Custom agent platforms

A team uses an internal framework with its own skill format. They define a YAML spec:

platform: internal-orchestrator
skill_path: "workflows/{slug}/config.md"
frontmatter: true
frontmatter_fields: [name, description, version]
sections: [summary, process, constraints]
swarm-maker --input ./docs --model codex --output-swarm claude,custom:internal.yaml -o ./SKILL

# Output includes standard Claude tree AND custom platform:
# ./SKILL/workflows/alert-triage/config.md
# ./SKILL/workflows/hash-hunt/config.md
# ...

No code changes. No rebuild.
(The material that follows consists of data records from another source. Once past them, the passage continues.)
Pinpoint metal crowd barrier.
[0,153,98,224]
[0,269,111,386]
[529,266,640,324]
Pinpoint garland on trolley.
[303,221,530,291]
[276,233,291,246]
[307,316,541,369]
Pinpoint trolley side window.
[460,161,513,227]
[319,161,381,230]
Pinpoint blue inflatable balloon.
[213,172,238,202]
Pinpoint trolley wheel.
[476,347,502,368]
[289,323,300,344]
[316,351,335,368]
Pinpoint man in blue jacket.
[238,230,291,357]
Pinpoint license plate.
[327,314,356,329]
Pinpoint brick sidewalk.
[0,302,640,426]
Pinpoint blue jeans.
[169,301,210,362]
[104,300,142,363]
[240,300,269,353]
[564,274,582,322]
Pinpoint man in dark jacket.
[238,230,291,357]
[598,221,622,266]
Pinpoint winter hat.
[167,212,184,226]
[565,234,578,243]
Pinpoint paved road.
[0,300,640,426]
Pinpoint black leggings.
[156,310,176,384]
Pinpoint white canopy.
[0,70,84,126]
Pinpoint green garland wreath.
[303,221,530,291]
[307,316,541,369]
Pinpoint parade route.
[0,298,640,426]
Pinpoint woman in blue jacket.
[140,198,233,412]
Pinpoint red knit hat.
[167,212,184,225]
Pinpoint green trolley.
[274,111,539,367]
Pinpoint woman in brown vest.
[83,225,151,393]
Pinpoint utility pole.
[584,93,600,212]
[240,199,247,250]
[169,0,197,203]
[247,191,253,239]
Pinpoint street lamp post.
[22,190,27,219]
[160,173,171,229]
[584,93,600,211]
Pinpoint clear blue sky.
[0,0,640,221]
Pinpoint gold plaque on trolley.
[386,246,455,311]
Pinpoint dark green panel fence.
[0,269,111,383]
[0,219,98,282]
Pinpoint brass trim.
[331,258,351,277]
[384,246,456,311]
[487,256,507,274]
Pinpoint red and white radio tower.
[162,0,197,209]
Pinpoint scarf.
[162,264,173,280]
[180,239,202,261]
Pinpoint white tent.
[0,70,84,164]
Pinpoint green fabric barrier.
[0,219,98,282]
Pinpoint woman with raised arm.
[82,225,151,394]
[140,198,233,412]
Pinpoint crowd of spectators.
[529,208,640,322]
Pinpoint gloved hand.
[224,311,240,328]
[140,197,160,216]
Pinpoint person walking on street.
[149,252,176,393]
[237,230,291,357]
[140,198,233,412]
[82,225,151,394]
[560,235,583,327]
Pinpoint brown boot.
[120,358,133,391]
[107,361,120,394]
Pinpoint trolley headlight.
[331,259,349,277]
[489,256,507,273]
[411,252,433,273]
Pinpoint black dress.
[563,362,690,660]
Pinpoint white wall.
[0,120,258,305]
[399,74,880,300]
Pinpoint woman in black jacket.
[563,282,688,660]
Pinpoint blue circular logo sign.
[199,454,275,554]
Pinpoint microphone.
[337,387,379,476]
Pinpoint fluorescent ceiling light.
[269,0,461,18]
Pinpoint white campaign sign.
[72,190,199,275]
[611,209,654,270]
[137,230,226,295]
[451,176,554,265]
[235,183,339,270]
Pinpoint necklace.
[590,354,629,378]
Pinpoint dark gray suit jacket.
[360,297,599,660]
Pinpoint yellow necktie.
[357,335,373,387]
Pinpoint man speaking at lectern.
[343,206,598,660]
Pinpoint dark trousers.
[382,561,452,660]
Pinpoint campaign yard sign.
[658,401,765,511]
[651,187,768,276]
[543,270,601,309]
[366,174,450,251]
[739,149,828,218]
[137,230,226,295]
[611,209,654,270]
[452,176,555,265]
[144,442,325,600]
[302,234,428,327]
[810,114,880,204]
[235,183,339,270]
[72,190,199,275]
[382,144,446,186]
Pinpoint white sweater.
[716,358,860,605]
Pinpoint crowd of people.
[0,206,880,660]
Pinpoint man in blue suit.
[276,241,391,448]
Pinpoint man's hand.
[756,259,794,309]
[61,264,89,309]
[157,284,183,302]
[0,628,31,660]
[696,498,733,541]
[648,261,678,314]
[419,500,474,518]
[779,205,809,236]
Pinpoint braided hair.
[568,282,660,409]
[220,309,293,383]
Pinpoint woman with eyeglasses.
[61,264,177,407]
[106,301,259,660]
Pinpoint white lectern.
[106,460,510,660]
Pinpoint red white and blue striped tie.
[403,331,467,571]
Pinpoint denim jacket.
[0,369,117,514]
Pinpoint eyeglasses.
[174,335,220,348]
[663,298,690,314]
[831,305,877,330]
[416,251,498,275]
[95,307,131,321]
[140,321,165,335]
The renderer reads the spec and produces the custom output tree alongside standard platforms.

Installation

From source

make build
# Binary at ./build/swarm-maker

Install to ~/.local/bin:

make install

Prerequisites

At least one LLM CLI:

Check availability: swarm-maker discover

Usage

swarm-maker --input <dir> --model <provider> --output-swarm <format> [flags]

Flags

Flag Required Description
--input <dir> Yes Source documentation folder
--model <provider> Yes Generator LLM: codex, claude, gemini, or ollama
--output-swarm <format> Yes Target(s): claude, codex, gemini, all, comma-separated, or custom:<spec.yaml>
-o, --output-folder <dir> No Output folder (default: .)
--critique <provider> No Critic LLM (auto-detected if omitted)
-n, --name <name> No Project name (derived from folder if omitted)
--model-primary <model> No Specific model override for generator
--model-critic <model> No Specific model override for critic
--prompt-pack <path> No Custom prompt pack JSON
--dry-run No Preview without LLM calls
--force No Overwrite existing output
-v, --verbose No Show full LLM interactions

Examples

# Claude generates, codex reviews, output as codex skill bundle
swarm-maker --input ./notes --model claude --critique codex --output-swarm codex -o ./SKILL

# All platforms from one run
swarm-maker --input ./notes --model claude --output-swarm all -o ./SKILL

# Local LLM via Ollama (offline, free)
swarm-maker --input ./notes --model ollama --output-swarm claude -o ./SKILL

# Regenerate a single skill without re-running the full pipeline (~18 min saved)
swarm-maker regen --skill hunt-hashes --input ./notes --model codex -o ./SKILL

# Custom output platform via YAML spec
swarm-maker --input ./notes --model claude --output-swarm claude,custom:my-platform.yaml -o ./SKILL

# Validate generated skills against a live LLM
swarm-maker validate --bundle ./SKILL --target claude

# Custom prompt pack
swarm-maker prompt-pack export -o ./pack.json   # export, edit, then:
swarm-maker --input ./notes --model claude --output-swarm codex --prompt-pack ./pack.json -o ./SKILL

Subcommands

Command Description
swarm-maker discover Discover available LLM CLI tools on your system
swarm-maker regen --skill <slug> --input <dir> --model <provider> Regenerate a single skill without re-running the full pipeline
swarm-maker validate --bundle <dir> --target <provider> Validate skill discoverability and triggerability against a live LLM CLI
swarm-maker prompt-pack export -o <file> Export the default prompt pack for customization
swarm-maker version Print swarm-maker version

Per-Skill Regeneration

The regen subcommand re-generates a single skill by slug without re-running the full pipeline. It reads the existing .tasks/ ledger, compiles a focused prompt for the target skill (injecting sibling skill slugs as context), runs one LLM call, and atomically updates all artifacts for that skill:

  • .agents/skills/<slug>/SKILL.md — cross-platform skill definition
  • .agents/skills/<slug>/mcp_tool.json — MCP tool definition with updated input schema
  • .agents/skills/<slug>/references/ — progressive disclosure split (if applicable)
  • .claude/skills/<slug>/SKILL.md, .codex/instructions/<slug>.md, .gemini/playbooks/<slug>.md — platform-specific trees
  • .tasks/skills.md — ledger source of truth (skill block replaced in-place)

This saves ~18 minutes per iteration compared to a full pipeline run. Sibling skills are preserved unchanged.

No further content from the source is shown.